Un parapiglia avvenuto nella notte dentro la discoteca Continental di Colico dove si stava svolgendo uno student party di carnevale, degenerato però, in quanto la vittima aveva raccontato in aula di essere stata prima insultata da alcune ragazze, poi, poco dopo la mezzanotte, accerchiata, spinta a terra e colpita da più persone, afferrata per i capelli e minacciata.

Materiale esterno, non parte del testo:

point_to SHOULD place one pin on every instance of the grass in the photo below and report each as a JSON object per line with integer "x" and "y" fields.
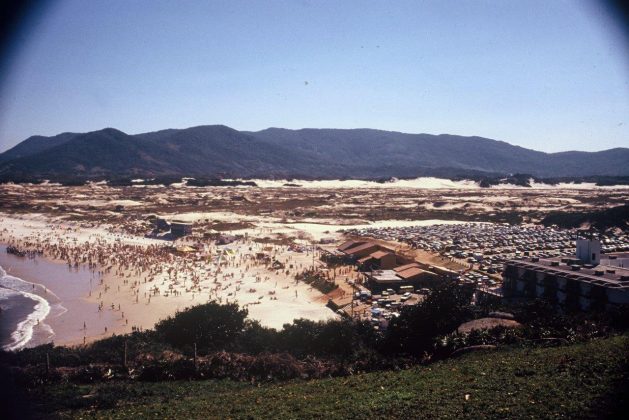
{"x": 580, "y": 381}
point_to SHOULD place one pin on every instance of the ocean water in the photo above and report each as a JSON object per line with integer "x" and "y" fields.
{"x": 16, "y": 295}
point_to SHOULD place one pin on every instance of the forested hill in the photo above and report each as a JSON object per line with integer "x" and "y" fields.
{"x": 220, "y": 151}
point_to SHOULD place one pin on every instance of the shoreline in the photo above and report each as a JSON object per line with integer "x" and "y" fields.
{"x": 125, "y": 296}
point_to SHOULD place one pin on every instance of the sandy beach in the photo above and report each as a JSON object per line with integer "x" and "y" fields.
{"x": 90, "y": 301}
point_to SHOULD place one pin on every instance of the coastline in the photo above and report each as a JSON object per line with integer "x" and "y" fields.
{"x": 15, "y": 309}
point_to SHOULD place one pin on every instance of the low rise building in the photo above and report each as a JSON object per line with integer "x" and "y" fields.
{"x": 567, "y": 282}
{"x": 179, "y": 228}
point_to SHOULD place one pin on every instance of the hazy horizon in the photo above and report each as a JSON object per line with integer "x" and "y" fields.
{"x": 545, "y": 76}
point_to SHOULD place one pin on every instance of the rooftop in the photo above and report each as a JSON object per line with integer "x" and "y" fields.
{"x": 603, "y": 275}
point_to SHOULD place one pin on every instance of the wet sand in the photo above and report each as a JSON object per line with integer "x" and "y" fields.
{"x": 14, "y": 310}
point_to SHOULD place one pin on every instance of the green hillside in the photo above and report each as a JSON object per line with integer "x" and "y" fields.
{"x": 580, "y": 381}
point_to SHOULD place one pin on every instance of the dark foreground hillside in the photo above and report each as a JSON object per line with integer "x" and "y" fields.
{"x": 580, "y": 381}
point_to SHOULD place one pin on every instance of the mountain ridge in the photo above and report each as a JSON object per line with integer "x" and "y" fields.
{"x": 221, "y": 151}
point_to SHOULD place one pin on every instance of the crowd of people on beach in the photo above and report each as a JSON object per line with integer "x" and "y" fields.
{"x": 148, "y": 271}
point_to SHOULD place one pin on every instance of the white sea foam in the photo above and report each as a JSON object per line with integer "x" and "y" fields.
{"x": 10, "y": 286}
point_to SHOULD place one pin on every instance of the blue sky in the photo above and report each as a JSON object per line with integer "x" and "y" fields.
{"x": 548, "y": 75}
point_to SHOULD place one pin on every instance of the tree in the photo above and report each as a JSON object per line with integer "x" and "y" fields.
{"x": 212, "y": 326}
{"x": 417, "y": 327}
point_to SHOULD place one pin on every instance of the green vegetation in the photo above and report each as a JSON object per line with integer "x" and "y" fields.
{"x": 604, "y": 219}
{"x": 579, "y": 381}
{"x": 242, "y": 369}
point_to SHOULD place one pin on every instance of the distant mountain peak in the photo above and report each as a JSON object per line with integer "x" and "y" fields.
{"x": 219, "y": 150}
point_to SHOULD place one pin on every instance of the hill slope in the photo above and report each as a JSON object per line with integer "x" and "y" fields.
{"x": 221, "y": 151}
{"x": 579, "y": 381}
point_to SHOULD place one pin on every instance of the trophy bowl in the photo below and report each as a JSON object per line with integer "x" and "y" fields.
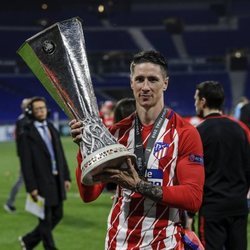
{"x": 57, "y": 57}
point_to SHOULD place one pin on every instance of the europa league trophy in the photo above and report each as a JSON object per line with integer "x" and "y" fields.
{"x": 58, "y": 58}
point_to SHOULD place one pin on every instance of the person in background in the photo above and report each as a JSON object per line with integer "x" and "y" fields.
{"x": 122, "y": 109}
{"x": 23, "y": 119}
{"x": 237, "y": 110}
{"x": 223, "y": 214}
{"x": 245, "y": 114}
{"x": 168, "y": 176}
{"x": 107, "y": 113}
{"x": 45, "y": 172}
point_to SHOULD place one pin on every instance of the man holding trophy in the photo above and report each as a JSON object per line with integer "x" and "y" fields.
{"x": 154, "y": 156}
{"x": 168, "y": 175}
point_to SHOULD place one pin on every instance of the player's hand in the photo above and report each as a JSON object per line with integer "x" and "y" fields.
{"x": 76, "y": 128}
{"x": 126, "y": 176}
{"x": 34, "y": 195}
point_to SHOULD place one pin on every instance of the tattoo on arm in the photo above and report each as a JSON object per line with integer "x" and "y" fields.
{"x": 149, "y": 190}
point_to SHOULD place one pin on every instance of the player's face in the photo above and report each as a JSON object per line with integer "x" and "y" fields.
{"x": 39, "y": 110}
{"x": 148, "y": 83}
{"x": 199, "y": 104}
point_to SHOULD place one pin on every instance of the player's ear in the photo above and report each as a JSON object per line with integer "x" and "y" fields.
{"x": 165, "y": 84}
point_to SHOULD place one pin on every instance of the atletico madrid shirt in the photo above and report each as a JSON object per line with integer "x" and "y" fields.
{"x": 175, "y": 164}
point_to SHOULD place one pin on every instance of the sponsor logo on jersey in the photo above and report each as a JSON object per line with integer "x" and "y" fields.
{"x": 196, "y": 158}
{"x": 160, "y": 150}
{"x": 155, "y": 176}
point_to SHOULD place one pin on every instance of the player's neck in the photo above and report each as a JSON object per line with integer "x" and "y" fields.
{"x": 211, "y": 111}
{"x": 149, "y": 116}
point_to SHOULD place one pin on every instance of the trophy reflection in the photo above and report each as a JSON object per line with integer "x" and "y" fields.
{"x": 57, "y": 57}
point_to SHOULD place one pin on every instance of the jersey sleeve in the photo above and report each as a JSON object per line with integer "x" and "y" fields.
{"x": 188, "y": 191}
{"x": 87, "y": 193}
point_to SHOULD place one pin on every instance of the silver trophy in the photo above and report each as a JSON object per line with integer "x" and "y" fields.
{"x": 57, "y": 57}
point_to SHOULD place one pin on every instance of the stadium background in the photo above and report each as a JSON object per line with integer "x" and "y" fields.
{"x": 202, "y": 39}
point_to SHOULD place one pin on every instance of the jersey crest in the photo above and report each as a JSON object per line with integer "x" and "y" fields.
{"x": 160, "y": 150}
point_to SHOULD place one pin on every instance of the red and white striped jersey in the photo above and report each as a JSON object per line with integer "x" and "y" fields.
{"x": 176, "y": 164}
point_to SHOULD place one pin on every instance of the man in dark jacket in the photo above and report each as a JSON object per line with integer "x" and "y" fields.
{"x": 223, "y": 214}
{"x": 22, "y": 120}
{"x": 45, "y": 172}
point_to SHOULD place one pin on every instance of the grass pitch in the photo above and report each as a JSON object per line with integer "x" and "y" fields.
{"x": 83, "y": 226}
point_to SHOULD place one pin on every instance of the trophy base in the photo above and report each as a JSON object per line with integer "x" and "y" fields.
{"x": 110, "y": 156}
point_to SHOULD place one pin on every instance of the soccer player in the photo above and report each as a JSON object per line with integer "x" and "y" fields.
{"x": 168, "y": 176}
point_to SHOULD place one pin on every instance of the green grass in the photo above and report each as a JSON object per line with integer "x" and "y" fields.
{"x": 83, "y": 226}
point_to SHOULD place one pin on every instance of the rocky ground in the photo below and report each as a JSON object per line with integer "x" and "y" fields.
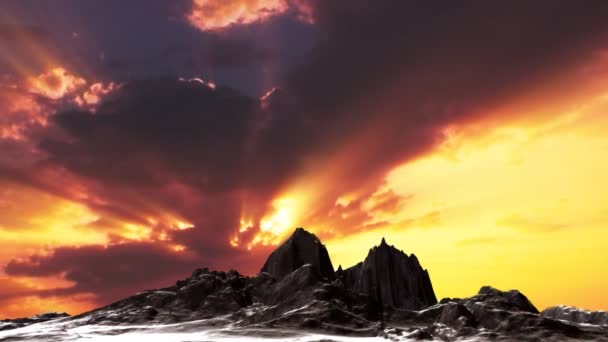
{"x": 306, "y": 301}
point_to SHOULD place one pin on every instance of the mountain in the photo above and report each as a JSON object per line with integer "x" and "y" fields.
{"x": 300, "y": 249}
{"x": 298, "y": 296}
{"x": 392, "y": 278}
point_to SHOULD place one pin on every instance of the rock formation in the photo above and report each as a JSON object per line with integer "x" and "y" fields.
{"x": 300, "y": 249}
{"x": 391, "y": 277}
{"x": 295, "y": 294}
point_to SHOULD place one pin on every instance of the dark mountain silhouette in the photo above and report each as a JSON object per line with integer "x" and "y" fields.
{"x": 392, "y": 278}
{"x": 389, "y": 294}
{"x": 300, "y": 249}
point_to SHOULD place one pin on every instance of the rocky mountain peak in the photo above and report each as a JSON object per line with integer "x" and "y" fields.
{"x": 301, "y": 248}
{"x": 392, "y": 277}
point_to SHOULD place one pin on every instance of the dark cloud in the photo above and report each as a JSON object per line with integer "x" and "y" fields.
{"x": 383, "y": 80}
{"x": 19, "y": 34}
{"x": 229, "y": 53}
{"x": 108, "y": 272}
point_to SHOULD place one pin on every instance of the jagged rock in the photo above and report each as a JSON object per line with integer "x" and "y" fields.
{"x": 365, "y": 300}
{"x": 576, "y": 315}
{"x": 391, "y": 277}
{"x": 512, "y": 298}
{"x": 300, "y": 249}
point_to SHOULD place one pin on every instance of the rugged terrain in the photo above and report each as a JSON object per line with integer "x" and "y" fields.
{"x": 298, "y": 296}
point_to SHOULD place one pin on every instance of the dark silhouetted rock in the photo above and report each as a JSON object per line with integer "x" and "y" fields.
{"x": 512, "y": 297}
{"x": 300, "y": 249}
{"x": 388, "y": 295}
{"x": 391, "y": 277}
{"x": 8, "y": 324}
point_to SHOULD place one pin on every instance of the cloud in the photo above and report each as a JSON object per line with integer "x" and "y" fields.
{"x": 213, "y": 15}
{"x": 383, "y": 81}
{"x": 123, "y": 270}
{"x": 225, "y": 53}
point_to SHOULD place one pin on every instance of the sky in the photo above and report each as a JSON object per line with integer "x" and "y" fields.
{"x": 142, "y": 139}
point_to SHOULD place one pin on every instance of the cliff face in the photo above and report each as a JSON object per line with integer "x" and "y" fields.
{"x": 300, "y": 249}
{"x": 391, "y": 277}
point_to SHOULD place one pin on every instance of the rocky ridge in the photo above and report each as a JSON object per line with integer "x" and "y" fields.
{"x": 388, "y": 295}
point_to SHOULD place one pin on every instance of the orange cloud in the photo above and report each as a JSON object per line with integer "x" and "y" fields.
{"x": 211, "y": 15}
{"x": 56, "y": 83}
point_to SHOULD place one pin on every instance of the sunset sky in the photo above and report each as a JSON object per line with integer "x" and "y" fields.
{"x": 142, "y": 139}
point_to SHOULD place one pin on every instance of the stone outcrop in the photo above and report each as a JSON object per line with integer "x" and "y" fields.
{"x": 391, "y": 277}
{"x": 300, "y": 249}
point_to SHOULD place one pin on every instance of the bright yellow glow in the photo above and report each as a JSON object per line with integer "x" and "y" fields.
{"x": 522, "y": 205}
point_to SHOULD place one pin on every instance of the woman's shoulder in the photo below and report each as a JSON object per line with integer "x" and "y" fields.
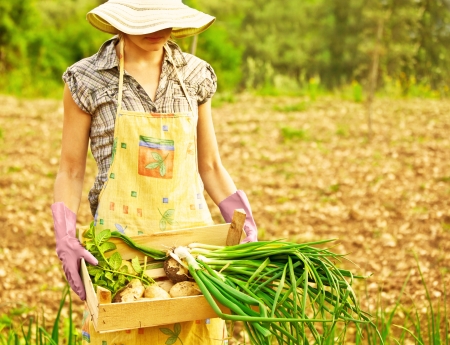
{"x": 88, "y": 69}
{"x": 192, "y": 65}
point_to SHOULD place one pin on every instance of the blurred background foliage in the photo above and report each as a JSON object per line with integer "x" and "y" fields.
{"x": 270, "y": 47}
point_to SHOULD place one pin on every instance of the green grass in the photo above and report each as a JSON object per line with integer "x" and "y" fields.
{"x": 34, "y": 332}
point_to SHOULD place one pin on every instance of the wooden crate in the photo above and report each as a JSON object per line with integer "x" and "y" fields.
{"x": 129, "y": 315}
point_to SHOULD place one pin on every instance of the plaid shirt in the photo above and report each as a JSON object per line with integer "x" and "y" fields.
{"x": 94, "y": 83}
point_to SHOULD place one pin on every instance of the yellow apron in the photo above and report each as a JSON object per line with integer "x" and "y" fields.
{"x": 153, "y": 185}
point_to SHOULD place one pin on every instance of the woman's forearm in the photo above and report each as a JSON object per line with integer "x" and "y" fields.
{"x": 68, "y": 189}
{"x": 218, "y": 182}
{"x": 75, "y": 138}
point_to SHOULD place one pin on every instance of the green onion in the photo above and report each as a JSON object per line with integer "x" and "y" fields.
{"x": 283, "y": 292}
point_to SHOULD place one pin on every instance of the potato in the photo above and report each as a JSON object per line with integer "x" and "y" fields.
{"x": 185, "y": 289}
{"x": 131, "y": 292}
{"x": 176, "y": 272}
{"x": 155, "y": 292}
{"x": 165, "y": 284}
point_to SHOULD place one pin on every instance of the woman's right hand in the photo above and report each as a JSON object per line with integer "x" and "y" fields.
{"x": 68, "y": 189}
{"x": 68, "y": 248}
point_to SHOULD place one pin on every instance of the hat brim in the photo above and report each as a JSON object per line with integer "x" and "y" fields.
{"x": 113, "y": 17}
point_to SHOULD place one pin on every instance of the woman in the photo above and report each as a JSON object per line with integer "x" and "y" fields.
{"x": 145, "y": 106}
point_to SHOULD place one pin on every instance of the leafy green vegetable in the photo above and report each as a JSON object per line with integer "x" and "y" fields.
{"x": 112, "y": 273}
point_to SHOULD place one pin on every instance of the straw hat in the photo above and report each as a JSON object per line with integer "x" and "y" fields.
{"x": 140, "y": 17}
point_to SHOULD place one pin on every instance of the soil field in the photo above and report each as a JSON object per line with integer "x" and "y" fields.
{"x": 309, "y": 171}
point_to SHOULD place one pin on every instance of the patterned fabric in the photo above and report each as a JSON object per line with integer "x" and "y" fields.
{"x": 153, "y": 185}
{"x": 93, "y": 83}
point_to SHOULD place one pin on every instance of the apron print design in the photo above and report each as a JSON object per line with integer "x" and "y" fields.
{"x": 153, "y": 185}
{"x": 156, "y": 157}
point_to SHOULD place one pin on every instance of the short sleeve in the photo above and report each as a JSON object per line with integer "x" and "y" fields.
{"x": 208, "y": 84}
{"x": 81, "y": 94}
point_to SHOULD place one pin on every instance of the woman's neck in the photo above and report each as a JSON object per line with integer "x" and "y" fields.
{"x": 138, "y": 57}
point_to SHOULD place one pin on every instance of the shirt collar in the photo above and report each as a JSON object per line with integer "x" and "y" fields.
{"x": 107, "y": 57}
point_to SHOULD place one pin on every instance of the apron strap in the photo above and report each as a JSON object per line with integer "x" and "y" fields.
{"x": 121, "y": 72}
{"x": 183, "y": 86}
{"x": 122, "y": 69}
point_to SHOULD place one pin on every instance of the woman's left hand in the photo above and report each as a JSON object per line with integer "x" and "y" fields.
{"x": 233, "y": 202}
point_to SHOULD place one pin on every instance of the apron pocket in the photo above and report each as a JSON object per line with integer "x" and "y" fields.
{"x": 156, "y": 157}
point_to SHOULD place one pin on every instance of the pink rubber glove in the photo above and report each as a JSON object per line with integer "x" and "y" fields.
{"x": 68, "y": 248}
{"x": 239, "y": 200}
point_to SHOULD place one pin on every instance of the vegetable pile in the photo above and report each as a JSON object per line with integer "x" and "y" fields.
{"x": 283, "y": 292}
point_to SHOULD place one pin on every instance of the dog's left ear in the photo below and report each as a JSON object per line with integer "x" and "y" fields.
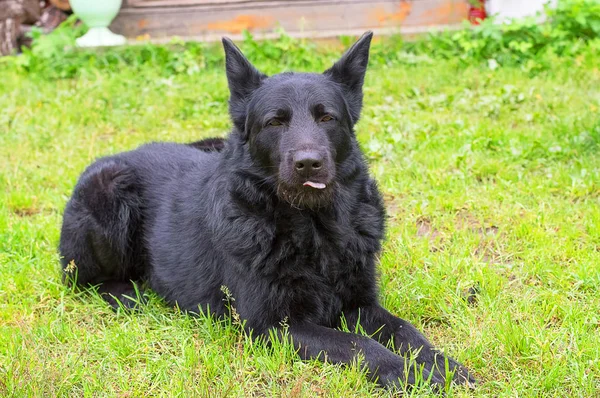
{"x": 350, "y": 72}
{"x": 243, "y": 78}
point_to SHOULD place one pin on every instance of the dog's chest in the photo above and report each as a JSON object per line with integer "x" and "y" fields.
{"x": 324, "y": 263}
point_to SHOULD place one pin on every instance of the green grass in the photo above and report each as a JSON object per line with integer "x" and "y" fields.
{"x": 491, "y": 179}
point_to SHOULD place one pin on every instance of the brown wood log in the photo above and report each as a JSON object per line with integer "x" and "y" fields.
{"x": 61, "y": 4}
{"x": 12, "y": 14}
{"x": 51, "y": 18}
{"x": 9, "y": 32}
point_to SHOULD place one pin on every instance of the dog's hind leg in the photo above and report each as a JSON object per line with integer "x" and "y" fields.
{"x": 99, "y": 243}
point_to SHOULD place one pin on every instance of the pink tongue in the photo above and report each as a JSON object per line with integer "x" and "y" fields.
{"x": 316, "y": 185}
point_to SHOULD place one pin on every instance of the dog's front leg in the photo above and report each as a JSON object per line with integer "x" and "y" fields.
{"x": 387, "y": 328}
{"x": 317, "y": 342}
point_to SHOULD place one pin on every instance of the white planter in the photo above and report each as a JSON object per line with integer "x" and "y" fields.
{"x": 505, "y": 10}
{"x": 98, "y": 14}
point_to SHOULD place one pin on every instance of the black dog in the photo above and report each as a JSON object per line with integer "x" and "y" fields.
{"x": 282, "y": 216}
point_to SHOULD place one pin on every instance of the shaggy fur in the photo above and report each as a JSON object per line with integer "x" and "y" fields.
{"x": 283, "y": 213}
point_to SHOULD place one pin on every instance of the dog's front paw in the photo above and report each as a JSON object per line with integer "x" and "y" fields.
{"x": 443, "y": 367}
{"x": 408, "y": 374}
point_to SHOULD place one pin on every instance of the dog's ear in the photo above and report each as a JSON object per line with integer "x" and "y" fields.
{"x": 350, "y": 71}
{"x": 243, "y": 78}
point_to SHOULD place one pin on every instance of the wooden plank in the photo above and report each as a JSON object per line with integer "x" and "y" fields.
{"x": 294, "y": 17}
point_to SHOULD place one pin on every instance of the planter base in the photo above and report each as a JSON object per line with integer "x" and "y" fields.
{"x": 100, "y": 37}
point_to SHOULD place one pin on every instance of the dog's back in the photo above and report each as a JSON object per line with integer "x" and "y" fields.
{"x": 106, "y": 221}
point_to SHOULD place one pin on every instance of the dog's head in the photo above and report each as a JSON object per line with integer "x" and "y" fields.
{"x": 298, "y": 127}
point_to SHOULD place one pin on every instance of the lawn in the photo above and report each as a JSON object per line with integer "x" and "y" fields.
{"x": 492, "y": 184}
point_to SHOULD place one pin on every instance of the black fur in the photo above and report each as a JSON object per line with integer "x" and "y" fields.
{"x": 239, "y": 214}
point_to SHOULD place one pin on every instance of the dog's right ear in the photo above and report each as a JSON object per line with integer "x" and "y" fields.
{"x": 243, "y": 78}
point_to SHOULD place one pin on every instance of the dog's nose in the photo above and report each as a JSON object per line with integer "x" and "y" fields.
{"x": 307, "y": 162}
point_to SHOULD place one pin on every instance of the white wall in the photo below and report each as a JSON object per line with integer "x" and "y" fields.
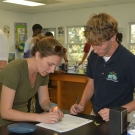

Una lite fra ragazze, quindi, insorta per faccende sentimentali pregresse, alimentate via social, e finita con la vittima portata in pronto soccorso per una piccola ferita al sopracciglio destro senza, però, ulteriori segni compatibili con un’aggressione di gruppo, e con quattro ragazze denunciate. L’unica maggiorenne è andata a processo, mentre le posizioni delle tre minori sono state vagliate dalla Procura e poi archiviate.
Difficile la ricostruzione di quanto accaduto nella notte ai bordi della pista da ballo, perché le versioni fornite dalle persone che hanno assistito alla scena sono state parziali e a tratti discordanti.
Nessuno ha detto di aver visto l’imputata colpire direttamente la vittima e spingerla a terra. Sembrerebbe invece che sia intervenuta in difesa di un’amica e sia finita a terra a sua volta con la vittima. E i più hanno detto di essersi avvicinati al parapiglia dopo che la ragazza era già per terra e di non aver visto altro. C’è chi sostiene che nel parapiglia sia caduta da sola picchiando la testa e procurandosi la ferita sopra l’occhio, tant’è che l’avvocato dell’imputata, Morales Sosa, aveva chiesto il proscioglimento con formula piena, perché il fatto non sussiste.
Venerdì, il giudice del tribunale di Lecco, Gian Maria Marletti, ha optato per l’assoluzione per non aver commesso il fatto, adeguandosi alla richiesta del pubblico ministero, il vice procuratore onorario Mattia Mascaro. Entro i prossimi 30 giorni verranno pubblicate le motivazioni della sentenza.